Window Of Opportunity

Did the Celtics blow their only chance to steal this series?


(Total votes: 622)



Forsberg By Chris Forsberg

The Boston Celtics spoiled a one-of-a-kind playoff performance from Rajon Rondo (44 points, 10 assists, 8 rebounds) and missed a chance to steal momentum -- and home-court advantage -- in the Eastern Conference finals with Wednesday's Game 2 loss to the Miami Heat.

Many teams would roll over having squandered maybe their best chance to steal a win and make this series interesting. Not these prideful Celtics. They save their most inspired ball for when their backs are against the wall.

Boston can still steal this series. It simply won't be easy. Certainly not as easy as it would have been had the Celtics won Wednesday in Miami.

But maybe Heat coach Erik Spoelstra summed it up best: "There just can't be any other way with [the Celtics]. It has to be the hard way."

And the hard way it is, yet again. Not only do the Celtics not make anything easy on themselves, they're not going to make it easy on Miami either. Boston players rallied around the company line that the Heat simply held serve by winning Games 1 and 2. Now the Celtics return home confident they can protect their turf in Games 3 and 4.

It's one thing to say it; it's another to do it. Yet the Celtics have shown uncanny resiliency this season.

You simply can't yet count them out of this series -- even if they missed a great opportunity and all the historical numbers suggest they have little chance of rallying back.

"The next two are at home," said Rondo. "We had two tough losses on the road. It's a sevengame series. We're playing very well at home as of late, so I'm looking forward to it."

If it's just spin, it was hard to tell in the Boston locker room.

"If we continue to play with that effort and play with that passion, I really like our chances," said captain Paul Pierce.

Of course, these are the same things Boston said a year ago in the conference semifinals after dropping two games in Miami. The Celtics came home to win Game 3, but Rondo dislocated his elbow, Shaquille O'Neal could never get on the court, and the Celtics were ousted in Game 5.

The difference this time around: mental resolve. This Boston team has it, maybe like no other in the Big Three era. For that reason, the Celtics still have a chance, but it will be their most difficult hurdle to overcome yet.


By Greg Payne

Ray Allen might prove to have been prophetic in these comments made following the Celtics' Game 7 victory over the Philadelphia 76ers on Saturday:

"You go through the regular season and you throw games away, and you think you're going to pick them up, you're going to catch up somewhere down the line," he said. "But [in the Eastern Conference finals], you know what it is. When you lose, you're one step further away from your goal. You win and you're one step closer."
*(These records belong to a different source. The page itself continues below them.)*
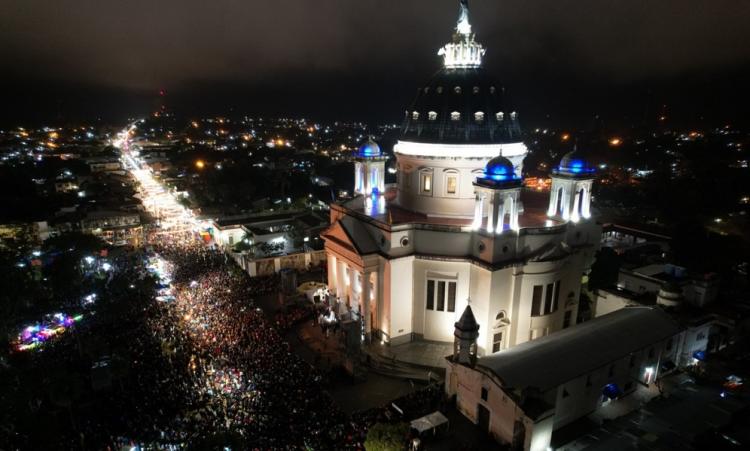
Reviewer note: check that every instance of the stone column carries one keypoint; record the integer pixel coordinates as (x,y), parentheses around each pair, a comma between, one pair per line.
(365,300)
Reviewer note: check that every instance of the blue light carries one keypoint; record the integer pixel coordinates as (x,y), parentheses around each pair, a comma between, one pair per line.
(499,172)
(576,167)
(369,150)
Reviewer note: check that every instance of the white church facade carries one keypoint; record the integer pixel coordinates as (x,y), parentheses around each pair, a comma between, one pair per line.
(459,228)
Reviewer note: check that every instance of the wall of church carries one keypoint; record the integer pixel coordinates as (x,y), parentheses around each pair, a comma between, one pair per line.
(504,414)
(542,276)
(399,289)
(439,196)
(435,324)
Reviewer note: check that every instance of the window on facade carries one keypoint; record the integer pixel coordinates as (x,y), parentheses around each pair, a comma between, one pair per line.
(427,183)
(452,184)
(430,295)
(441,294)
(536,301)
(555,296)
(548,299)
(451,296)
(497,341)
(566,319)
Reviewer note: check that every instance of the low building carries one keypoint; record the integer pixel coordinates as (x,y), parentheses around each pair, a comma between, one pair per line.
(521,395)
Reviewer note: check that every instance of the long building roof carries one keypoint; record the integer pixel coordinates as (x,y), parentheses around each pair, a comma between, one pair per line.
(550,361)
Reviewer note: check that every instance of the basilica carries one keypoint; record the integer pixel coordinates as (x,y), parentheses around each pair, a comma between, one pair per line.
(459,228)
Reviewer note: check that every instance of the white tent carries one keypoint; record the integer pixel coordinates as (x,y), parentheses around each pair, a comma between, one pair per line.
(429,422)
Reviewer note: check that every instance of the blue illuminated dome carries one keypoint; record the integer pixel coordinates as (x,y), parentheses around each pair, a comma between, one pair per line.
(574,163)
(369,149)
(499,169)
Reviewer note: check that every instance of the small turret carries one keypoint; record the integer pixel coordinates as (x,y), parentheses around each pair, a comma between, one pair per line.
(369,169)
(465,338)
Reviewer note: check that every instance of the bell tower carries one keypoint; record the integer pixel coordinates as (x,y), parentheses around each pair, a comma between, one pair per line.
(369,169)
(570,196)
(499,191)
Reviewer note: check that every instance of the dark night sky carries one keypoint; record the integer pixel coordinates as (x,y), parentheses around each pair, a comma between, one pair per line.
(363,59)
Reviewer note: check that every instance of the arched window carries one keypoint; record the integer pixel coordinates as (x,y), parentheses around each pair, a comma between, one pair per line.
(581,195)
(559,207)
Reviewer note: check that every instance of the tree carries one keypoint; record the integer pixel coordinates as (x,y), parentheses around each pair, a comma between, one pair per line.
(605,270)
(387,437)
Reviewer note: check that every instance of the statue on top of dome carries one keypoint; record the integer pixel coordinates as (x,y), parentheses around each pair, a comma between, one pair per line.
(464,27)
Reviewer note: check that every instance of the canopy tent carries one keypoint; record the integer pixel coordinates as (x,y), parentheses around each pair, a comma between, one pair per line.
(429,422)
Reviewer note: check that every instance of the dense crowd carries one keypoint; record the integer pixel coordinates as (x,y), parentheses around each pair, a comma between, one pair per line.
(242,380)
(203,370)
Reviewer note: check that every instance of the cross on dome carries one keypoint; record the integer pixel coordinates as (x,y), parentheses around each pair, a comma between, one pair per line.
(464,51)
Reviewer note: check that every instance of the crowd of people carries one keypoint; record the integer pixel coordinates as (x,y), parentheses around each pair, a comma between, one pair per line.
(241,378)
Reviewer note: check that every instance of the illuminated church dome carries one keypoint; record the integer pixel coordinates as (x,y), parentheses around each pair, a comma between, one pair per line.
(499,170)
(461,103)
(369,149)
(574,164)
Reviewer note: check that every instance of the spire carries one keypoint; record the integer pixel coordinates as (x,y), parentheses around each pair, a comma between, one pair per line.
(465,338)
(463,51)
(463,26)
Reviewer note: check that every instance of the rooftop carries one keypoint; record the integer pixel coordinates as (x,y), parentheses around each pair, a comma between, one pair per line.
(534,215)
(550,361)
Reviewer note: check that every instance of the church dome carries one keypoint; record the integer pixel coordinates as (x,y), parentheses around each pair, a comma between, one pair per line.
(369,149)
(499,169)
(461,105)
(574,163)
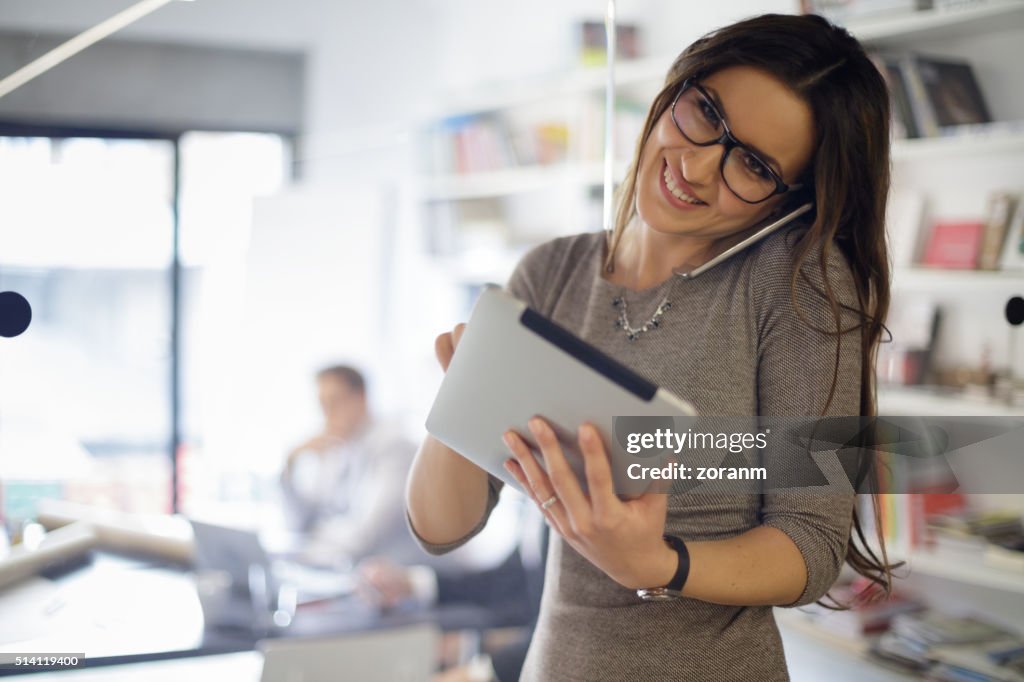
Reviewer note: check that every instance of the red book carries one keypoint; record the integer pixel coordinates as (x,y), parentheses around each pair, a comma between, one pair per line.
(954,245)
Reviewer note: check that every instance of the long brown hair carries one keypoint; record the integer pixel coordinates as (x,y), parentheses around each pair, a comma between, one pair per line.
(847,178)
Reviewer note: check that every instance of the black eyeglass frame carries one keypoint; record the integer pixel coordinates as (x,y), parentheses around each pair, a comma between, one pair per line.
(729,141)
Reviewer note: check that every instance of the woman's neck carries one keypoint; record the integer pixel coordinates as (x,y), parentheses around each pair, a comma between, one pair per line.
(645,258)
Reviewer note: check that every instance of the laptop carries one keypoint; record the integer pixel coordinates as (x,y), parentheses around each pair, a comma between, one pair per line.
(403,654)
(239,553)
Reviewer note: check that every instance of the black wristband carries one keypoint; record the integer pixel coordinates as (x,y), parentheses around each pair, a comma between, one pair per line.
(683,568)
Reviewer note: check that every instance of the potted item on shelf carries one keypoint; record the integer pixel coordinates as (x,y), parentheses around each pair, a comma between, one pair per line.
(913,324)
(593,43)
(954,245)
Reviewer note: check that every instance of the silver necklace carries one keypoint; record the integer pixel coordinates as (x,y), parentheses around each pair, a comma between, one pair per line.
(623,323)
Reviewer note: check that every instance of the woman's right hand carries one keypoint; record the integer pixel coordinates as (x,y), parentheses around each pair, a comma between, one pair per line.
(445,344)
(446,495)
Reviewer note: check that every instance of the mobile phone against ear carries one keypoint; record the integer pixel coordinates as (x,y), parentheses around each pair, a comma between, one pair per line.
(753,239)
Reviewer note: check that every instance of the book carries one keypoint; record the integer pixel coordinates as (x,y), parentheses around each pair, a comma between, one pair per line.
(840,11)
(952,91)
(1013,247)
(954,245)
(939,94)
(998,212)
(903,124)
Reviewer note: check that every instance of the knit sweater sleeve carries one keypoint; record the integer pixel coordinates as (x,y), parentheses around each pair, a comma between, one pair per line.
(799,354)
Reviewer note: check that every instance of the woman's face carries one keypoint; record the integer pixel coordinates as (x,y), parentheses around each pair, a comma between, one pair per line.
(764,115)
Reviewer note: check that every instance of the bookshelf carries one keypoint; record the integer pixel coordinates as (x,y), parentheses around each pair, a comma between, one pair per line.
(918,279)
(894,30)
(513,180)
(964,568)
(985,140)
(921,401)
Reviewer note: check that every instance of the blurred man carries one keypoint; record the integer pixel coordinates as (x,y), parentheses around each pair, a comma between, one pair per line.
(344,486)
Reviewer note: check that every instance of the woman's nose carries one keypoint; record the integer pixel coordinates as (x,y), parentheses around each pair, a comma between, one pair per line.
(698,165)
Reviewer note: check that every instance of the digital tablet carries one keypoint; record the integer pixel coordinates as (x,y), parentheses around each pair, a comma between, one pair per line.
(513,364)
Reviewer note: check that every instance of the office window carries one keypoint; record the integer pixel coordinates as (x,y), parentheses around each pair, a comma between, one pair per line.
(86,233)
(221,175)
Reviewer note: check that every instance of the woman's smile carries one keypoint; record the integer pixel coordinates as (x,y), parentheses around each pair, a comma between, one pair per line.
(677,193)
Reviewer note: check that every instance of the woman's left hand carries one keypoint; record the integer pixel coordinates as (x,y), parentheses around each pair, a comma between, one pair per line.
(623,539)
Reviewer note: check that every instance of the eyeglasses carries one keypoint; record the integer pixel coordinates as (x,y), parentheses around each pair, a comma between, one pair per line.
(700,122)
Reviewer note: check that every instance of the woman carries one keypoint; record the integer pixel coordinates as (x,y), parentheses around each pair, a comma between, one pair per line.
(755,120)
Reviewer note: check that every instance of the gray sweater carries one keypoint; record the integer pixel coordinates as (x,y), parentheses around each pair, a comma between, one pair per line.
(732,343)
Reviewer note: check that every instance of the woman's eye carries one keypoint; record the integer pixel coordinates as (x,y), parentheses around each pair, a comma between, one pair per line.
(756,166)
(710,114)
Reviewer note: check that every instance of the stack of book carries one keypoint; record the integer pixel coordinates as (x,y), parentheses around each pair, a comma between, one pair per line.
(932,95)
(867,612)
(952,648)
(996,538)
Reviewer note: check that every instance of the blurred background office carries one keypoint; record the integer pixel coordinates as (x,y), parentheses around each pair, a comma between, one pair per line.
(227,196)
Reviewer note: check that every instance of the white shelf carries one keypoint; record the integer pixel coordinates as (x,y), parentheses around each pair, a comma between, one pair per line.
(815,652)
(983,141)
(962,282)
(986,139)
(573,82)
(915,401)
(893,30)
(515,180)
(964,568)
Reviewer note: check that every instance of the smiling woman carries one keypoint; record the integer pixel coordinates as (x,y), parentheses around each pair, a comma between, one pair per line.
(755,120)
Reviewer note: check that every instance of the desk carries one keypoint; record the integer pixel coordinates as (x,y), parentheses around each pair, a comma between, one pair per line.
(118,609)
(242,667)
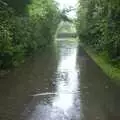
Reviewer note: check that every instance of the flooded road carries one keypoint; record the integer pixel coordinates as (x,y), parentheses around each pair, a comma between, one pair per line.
(63,83)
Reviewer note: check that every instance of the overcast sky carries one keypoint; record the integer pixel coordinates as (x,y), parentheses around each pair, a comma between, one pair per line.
(66,4)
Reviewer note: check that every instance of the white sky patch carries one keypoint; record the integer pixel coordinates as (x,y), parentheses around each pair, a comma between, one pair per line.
(66,4)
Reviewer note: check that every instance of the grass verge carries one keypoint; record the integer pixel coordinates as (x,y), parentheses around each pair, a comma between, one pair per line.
(101,59)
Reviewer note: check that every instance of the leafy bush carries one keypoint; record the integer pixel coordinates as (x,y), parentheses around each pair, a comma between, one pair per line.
(23,34)
(98,25)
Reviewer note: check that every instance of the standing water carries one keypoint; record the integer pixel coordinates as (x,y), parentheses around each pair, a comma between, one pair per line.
(61,84)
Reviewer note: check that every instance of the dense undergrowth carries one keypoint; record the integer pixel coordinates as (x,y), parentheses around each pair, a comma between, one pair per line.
(98,26)
(25,26)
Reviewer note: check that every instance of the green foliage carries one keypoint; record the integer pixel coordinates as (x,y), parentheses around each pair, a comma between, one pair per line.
(98,25)
(20,35)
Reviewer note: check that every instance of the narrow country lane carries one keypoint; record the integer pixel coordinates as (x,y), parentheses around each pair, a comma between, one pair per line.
(61,84)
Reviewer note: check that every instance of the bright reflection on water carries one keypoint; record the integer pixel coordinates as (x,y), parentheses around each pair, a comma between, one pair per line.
(67,81)
(64,102)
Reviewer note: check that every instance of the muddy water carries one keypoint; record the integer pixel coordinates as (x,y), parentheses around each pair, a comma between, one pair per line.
(63,83)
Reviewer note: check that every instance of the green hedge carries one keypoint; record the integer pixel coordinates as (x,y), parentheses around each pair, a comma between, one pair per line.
(23,34)
(98,25)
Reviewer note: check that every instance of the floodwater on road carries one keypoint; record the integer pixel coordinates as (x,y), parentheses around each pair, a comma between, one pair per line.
(62,83)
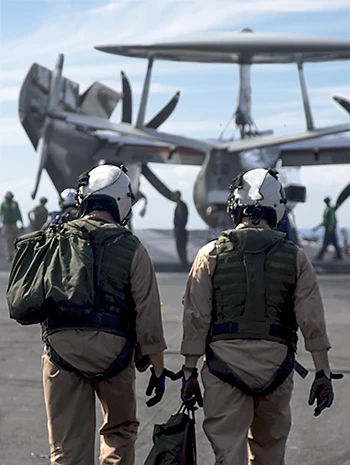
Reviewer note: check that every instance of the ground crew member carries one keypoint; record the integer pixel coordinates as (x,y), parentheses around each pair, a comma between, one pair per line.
(247,293)
(180,221)
(38,215)
(73,356)
(330,230)
(10,214)
(68,208)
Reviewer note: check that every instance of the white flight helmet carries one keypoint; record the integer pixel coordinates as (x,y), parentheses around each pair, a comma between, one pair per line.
(68,198)
(257,194)
(108,180)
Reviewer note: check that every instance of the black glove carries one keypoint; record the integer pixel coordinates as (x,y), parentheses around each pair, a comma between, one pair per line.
(158,385)
(190,390)
(322,391)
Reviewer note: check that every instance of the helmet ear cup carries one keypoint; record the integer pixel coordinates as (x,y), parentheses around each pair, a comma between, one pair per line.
(102,182)
(68,198)
(257,194)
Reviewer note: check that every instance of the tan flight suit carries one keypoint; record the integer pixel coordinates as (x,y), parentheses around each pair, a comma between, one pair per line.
(70,399)
(10,232)
(233,419)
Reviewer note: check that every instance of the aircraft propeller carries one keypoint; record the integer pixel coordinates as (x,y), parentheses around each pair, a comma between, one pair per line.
(158,119)
(153,123)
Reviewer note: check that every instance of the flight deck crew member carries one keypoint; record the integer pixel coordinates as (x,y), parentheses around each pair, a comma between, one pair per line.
(247,293)
(10,214)
(128,282)
(68,208)
(330,230)
(38,215)
(180,221)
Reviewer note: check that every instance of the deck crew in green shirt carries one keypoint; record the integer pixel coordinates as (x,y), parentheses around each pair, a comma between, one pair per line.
(10,214)
(330,231)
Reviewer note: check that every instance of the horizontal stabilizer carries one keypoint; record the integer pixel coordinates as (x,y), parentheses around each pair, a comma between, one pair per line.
(99,100)
(344,102)
(34,99)
(156,182)
(320,151)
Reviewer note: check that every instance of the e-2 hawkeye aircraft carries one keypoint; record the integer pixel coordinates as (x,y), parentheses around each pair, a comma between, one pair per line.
(76,132)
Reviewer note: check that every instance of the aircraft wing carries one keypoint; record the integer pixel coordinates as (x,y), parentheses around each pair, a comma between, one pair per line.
(198,144)
(134,149)
(243,47)
(320,151)
(261,142)
(125,129)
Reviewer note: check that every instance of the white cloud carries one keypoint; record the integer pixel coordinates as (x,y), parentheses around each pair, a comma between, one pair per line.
(76,31)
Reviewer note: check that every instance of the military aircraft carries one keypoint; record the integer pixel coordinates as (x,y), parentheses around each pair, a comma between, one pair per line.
(76,132)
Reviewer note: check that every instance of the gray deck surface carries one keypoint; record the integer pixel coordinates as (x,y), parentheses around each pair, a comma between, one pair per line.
(313,441)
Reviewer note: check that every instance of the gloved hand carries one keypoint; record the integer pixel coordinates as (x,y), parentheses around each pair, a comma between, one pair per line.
(322,391)
(190,390)
(157,385)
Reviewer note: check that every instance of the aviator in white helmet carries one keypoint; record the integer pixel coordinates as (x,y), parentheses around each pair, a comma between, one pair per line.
(106,187)
(257,194)
(68,198)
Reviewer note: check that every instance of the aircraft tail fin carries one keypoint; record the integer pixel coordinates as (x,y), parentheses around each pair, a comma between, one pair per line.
(35,97)
(99,100)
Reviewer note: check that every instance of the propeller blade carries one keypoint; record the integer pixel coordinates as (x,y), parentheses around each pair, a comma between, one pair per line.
(164,113)
(47,132)
(127,99)
(345,193)
(156,182)
(345,103)
(55,85)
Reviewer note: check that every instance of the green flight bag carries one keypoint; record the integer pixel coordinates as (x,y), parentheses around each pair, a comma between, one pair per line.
(25,290)
(56,266)
(174,442)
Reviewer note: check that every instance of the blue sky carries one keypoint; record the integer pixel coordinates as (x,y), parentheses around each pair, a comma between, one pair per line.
(40,30)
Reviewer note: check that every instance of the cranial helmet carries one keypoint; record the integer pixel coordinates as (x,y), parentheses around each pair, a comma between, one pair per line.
(106,187)
(257,194)
(68,198)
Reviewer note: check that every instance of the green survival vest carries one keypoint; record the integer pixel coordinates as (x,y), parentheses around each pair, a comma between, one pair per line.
(253,287)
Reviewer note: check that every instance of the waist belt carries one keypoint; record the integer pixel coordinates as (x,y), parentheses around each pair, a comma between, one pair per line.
(275,330)
(123,361)
(221,370)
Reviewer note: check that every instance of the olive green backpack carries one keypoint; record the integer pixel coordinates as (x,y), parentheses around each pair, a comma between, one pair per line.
(57,265)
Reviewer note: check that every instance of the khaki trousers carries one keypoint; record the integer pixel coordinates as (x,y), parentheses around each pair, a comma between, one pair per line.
(233,419)
(70,408)
(9,232)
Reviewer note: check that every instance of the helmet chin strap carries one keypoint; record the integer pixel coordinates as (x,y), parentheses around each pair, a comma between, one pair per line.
(254,212)
(126,218)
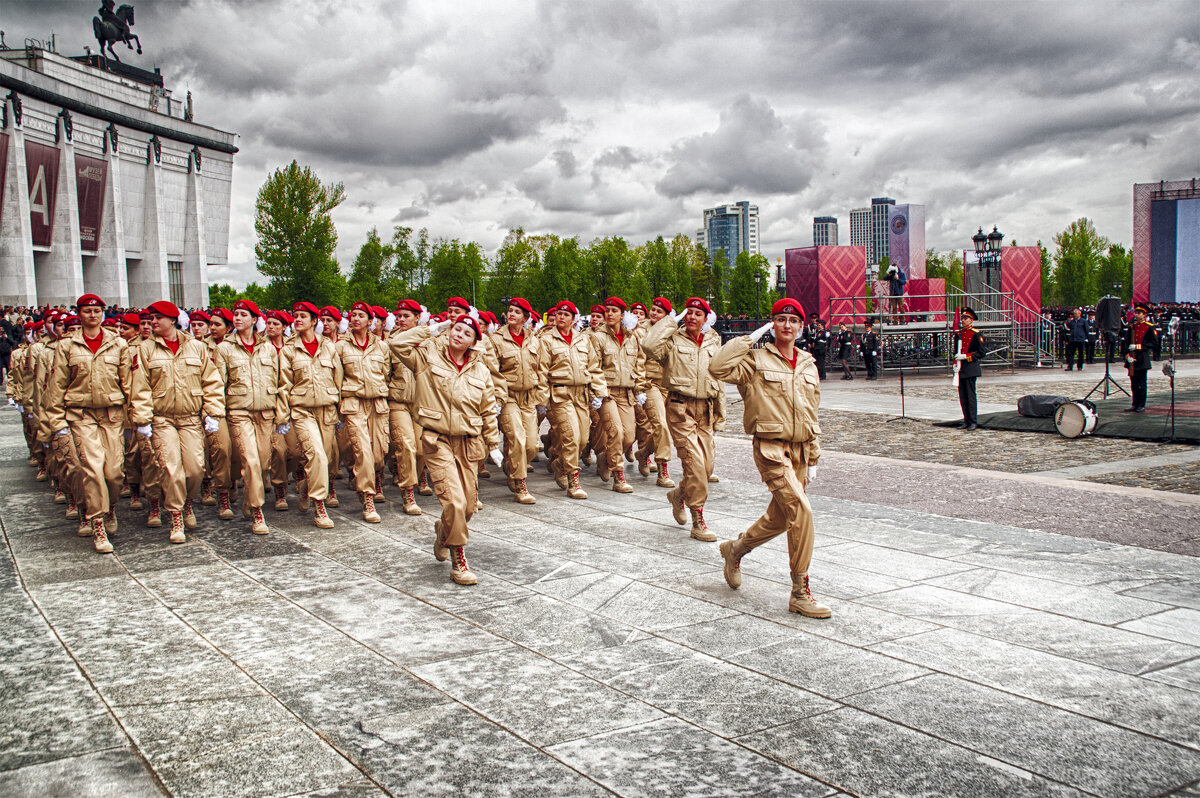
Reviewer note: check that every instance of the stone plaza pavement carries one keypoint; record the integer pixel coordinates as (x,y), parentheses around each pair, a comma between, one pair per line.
(600,653)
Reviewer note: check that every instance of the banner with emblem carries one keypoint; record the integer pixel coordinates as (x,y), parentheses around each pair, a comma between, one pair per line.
(91,175)
(42,173)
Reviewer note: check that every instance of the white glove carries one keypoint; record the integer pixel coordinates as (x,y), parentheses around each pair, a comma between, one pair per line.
(761,331)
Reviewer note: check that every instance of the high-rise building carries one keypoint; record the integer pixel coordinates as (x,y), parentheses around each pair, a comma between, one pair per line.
(880,210)
(825,231)
(861,229)
(732,227)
You can't afford to squander games in the Eastern Conference finals. There simply aren't enough of them to have that luxury. Matters are made worse when you're up against a very capable team like the Heat.

A lot of things fell the Celtics' way in Game 2 in a perfect storm-like combination we're not likely to see again this series. Dwyane Wade was stymied for an entire half, LeBron James shot an inefficient 7-for-20 from the field, Miami missed a whopping 16 free throws, and Rajon Rondo was burying jump shots at a ferocious clip.

I'm not saying Rondo is incapable of hitting jumpers with such marksmanship again, but what precedent is there that can lead us to believe he'll have another shooting performance like that? The Celtics cannot comfortably rely on a repeat effort in Game 3. He can still score by attacking the rim and getting to the free throw line, but arguably the biggest reason why Boston's lead ballooned to 15 points in the first half was because of Rondo's accuracy from the perimeter.

There are a host of ups and downs throughout a seven-game series, and it's rare for so many different things to go one team's way in one specific game. Wade and James are both silenced offensively for significant stretches? The Celtics' point guard, who supposedly can't shoot, is suddenly making it rain? These things might occur separately in different games over the course of the series, but to have them come together in one outing presented Boston with what will probably go down as its best chance to steal a game in Miami.

Even if you assume the Celtics will hold serve at home, they still must win a game on the Heat's floor to win the series. Are they going to have a better opportunity than Wednesday night? It's highly doubtful.